Intellectual property maintenance and licensing fees are structured as both an outflow and a potential future inflow. Voyager Therapeutics enters into license and option agreements where they license intellectual property, which involves costs for maintenance and performance obligations. On the revenue side, which offsets costs, the company has potential milestone payments totaling up to $500 million from the Transition Bio collaboration, and up to $2.6 billion in total development milestone payments from existing partnerships not assumed in the current cash runway guidance.

• VY7523 MAD trial spend is a current clinical execution cost.
• IND-enabling studies for VY1706 are ongoing, preceding clinical trial initiation expected in 2026.
• The company expects to submit INDs for the Neurocrine-partnered FA and GBA1 programs by the end of 2025.
• The cost structure is designed to support operations into 2028 based on current plans.

Finance: draft 13-week cash view by Friday.

Voyager Therapeutics, Inc. (VYGR) - Canvas Business Model: Revenue Streams

For Voyager Therapeutics, Inc. (VYGR), the revenue streams are heavily weighted toward non-dilutive capital generated through strategic alliances, which is typical for a clinical-stage biotechnology firm advancing novel gene therapy and small molecule programs. These streams are designed to fund operations until a product potentially reaches commercialization, at which point royalties would become a major component.

The primary recognized revenue source is from existing partnerships, which includes both fixed payments and reimbursements for joint research activities.

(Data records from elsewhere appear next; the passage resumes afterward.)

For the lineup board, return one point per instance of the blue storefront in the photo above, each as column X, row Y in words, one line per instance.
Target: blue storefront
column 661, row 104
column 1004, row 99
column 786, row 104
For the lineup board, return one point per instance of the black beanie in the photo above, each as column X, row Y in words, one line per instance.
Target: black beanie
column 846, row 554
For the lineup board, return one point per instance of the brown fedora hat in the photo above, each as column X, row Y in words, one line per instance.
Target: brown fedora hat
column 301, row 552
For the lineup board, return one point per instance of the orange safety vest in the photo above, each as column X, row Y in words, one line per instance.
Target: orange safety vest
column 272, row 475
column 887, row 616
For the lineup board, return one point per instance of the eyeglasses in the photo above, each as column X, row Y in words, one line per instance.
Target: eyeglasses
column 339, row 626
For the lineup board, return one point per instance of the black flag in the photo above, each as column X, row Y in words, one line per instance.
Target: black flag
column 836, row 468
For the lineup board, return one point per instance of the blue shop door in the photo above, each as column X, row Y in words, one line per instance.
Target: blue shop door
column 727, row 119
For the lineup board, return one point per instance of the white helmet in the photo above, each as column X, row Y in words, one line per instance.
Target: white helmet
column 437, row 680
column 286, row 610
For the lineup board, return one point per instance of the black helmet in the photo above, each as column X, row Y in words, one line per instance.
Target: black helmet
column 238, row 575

For the nine months ended September 30, 2025, the GAAP collaboration revenue totaled approximately $25.038 million.

This collaboration revenue can be broken down, showing the components recognized under GAAP for the nine months ended September 30, 2025:

Revenue Component	Amount (Nine Months Ended Sept 30, 2025, in thousands)
GAAP Collaboration Revenue	$25,038
Revenue Recognized for Reimbursed R&D Services	$6,229
Net Collaboration Revenue (GAAP less Reimbursement)	$18,809

Specifically for the third quarter of 2025, the GAAP collaboration revenue was reported as $13.4 million, a decrease from $24.6 million in the third quarter of 2024, largely due to the recognition timing of a prior Novartis amendment fee.

Beyond recognized revenue, the financial structure relies significantly on future, contingent payments:

• Upfront payments from new licensing and collaboration deals.
• Development and regulatory milestone payments, with the total potential across the partnered portfolio being up to $6.8 billion, which includes up to $2.4 billion in potential development milestone payments.
• Potential future royalties on net sales of commercialized products.

You should note that new deals, like the one with Transition Bio for TDP-43 targeting small molecules, contribute to the upfront and milestone potential; that specific deal offers an option to license for a 'single-digit million-dollar upfront payment' and potential milestones totaling up to $500 million, plus tiered royalties.

Also, reimbursement for R&D services performed for partners is a recurring, though variable, component of the collaboration revenue line. For the three months ended September 30, 2025, this reimbursement component within collaboration revenue was $2.2 million.

Finance: draft 13-week cash view by Friday.